The bright day is done…

…and we are for the dark.

I don’t know if it’s the end of summer approaching, the various events that are not very good in my life and more generally in the world, but this quote has been imposed on me recently.

It is based on Shakespeare’s play Antony & Cleopatra.

I covered a white watercolour paper with iron gall ink, which I then embossed. And part of the text has been engraved on zinc to have both brilliance and darkness.

The script used is an approximative copy of a gothic script by Rudolf Koch that I have to keep working on to really make it my own.

Magic Mirror on the wall, who is the fairest one of all?

Tell me I’m the one, otherwise I’ll break you once more in tiny bits.

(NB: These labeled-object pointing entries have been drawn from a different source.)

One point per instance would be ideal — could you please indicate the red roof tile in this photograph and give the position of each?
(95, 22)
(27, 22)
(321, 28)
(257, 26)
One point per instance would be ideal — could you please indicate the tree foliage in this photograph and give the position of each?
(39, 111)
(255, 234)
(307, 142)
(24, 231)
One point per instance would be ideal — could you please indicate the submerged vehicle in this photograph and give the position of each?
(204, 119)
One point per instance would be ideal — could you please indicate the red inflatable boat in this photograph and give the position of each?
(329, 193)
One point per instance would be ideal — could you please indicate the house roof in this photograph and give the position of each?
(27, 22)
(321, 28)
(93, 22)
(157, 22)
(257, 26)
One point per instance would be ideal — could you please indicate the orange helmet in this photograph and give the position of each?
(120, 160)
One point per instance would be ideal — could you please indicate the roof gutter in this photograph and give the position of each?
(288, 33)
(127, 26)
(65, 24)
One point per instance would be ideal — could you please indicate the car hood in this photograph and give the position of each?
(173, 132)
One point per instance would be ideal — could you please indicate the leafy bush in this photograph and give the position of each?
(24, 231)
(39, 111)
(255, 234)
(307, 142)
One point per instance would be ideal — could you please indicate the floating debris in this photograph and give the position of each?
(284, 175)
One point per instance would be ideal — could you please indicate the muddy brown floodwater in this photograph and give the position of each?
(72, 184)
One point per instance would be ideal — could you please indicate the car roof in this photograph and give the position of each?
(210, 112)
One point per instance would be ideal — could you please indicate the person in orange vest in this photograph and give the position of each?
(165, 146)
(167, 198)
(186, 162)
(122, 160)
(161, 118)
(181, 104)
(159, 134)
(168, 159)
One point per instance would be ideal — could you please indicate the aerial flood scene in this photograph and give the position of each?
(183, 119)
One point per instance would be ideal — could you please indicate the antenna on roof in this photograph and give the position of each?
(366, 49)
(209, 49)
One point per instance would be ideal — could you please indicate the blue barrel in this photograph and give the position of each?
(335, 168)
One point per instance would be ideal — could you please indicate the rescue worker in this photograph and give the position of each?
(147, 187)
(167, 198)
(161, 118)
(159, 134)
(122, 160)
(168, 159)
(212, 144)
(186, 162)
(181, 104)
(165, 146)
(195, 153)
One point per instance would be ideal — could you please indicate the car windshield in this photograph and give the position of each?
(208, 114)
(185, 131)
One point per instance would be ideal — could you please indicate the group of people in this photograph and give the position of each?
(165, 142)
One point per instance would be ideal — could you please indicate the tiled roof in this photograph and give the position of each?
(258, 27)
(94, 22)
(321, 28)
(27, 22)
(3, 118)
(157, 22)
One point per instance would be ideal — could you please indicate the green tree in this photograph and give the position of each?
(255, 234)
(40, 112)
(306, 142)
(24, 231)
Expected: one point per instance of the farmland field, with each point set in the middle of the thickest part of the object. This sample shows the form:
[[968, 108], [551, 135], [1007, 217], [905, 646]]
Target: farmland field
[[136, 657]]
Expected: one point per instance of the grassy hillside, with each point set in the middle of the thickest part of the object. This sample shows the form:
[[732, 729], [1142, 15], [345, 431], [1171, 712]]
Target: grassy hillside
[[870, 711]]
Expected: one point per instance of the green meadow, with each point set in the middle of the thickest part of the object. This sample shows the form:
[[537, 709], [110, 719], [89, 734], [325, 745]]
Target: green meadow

Inspired by kintsukuroi but not having the necessary amount of gold on hand, my wife repaired an old broken mirror with kraft that I then decorated with this little warning: -D

Circle

My wife, who is (among other talents) an excellent framer, offered me a small round frame in mahogany tones and told me to find something to put in it.
Challenge taken up (after several failures). And I chose, you’ll never guess,… filigrees!

I used two very different dilutions of the walnut stain to get a little more variety. And, if you ask yourself the question, the circle is 7.5cm in diameter.

a tired little secret

Among the authors I like, there is Eric Vuillard. And among the books he wrote, I particularly appreciated La tristesse de la terre (The Sadness of the Earth). Here is a fragment of it.

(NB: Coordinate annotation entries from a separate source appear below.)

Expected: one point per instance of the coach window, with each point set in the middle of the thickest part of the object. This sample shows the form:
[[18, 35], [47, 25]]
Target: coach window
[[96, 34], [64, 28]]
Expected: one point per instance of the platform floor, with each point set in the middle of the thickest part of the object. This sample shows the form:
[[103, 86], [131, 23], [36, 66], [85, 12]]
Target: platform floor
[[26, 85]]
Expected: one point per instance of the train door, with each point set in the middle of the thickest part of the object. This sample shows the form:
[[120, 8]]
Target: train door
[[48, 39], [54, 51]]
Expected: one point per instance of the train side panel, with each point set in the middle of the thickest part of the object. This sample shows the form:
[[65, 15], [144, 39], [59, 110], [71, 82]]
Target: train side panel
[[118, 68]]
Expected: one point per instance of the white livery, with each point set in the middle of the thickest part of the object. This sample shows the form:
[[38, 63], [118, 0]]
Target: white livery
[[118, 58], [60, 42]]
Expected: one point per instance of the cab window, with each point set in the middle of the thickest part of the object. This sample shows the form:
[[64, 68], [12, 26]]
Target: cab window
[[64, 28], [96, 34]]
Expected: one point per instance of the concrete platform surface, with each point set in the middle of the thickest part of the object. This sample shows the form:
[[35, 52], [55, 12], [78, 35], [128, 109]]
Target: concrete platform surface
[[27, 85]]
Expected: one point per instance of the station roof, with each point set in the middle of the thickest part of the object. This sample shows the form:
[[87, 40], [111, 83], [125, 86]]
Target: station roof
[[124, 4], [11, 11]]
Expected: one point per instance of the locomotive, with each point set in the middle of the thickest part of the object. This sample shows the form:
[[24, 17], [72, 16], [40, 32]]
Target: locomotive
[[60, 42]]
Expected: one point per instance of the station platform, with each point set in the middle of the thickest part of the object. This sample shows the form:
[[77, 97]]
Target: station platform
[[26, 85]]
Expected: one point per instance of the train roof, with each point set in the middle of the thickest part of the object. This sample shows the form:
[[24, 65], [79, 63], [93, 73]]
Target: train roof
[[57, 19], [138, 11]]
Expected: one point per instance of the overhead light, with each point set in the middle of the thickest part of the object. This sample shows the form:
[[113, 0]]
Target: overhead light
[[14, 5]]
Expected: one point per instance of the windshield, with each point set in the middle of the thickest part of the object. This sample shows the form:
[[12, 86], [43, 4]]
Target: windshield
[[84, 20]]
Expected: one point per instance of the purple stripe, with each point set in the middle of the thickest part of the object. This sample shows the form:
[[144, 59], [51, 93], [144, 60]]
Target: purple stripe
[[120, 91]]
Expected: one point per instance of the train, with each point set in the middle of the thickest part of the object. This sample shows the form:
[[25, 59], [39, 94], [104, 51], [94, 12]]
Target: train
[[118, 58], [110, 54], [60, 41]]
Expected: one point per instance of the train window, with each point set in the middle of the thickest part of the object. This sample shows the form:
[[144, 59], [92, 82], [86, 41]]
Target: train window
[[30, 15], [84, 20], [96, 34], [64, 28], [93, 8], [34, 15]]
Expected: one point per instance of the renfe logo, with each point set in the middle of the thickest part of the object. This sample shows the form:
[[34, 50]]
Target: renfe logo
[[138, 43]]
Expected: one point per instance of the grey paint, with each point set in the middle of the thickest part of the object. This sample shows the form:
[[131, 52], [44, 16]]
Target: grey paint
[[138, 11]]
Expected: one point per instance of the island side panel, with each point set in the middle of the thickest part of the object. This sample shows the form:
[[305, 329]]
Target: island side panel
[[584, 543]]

I first wrote the text on standard paper before transferring with white carbon paper on a black background, then I touched up the outline of the letters and added the decoration with watercolour.

I wanted to keep the idea of the snowflake, so the text is not very readable, I give it back to you in an approximative translation: “How delicate a snowflake is! It seems like a tired little secret, a lost, inconsolable sweetness.”
If that’s not pure poetry, I’ll eat my hat.

Monogram

For a commission, I made this monogram with the initials of both parents and those of their children.
I was only allowed to use black, so I used 3, a black from Mars, a ferro-gallic ink & an ivory black. The difference is subtle and does not really appear in the photos. The main thing is that the patrons are happy, right?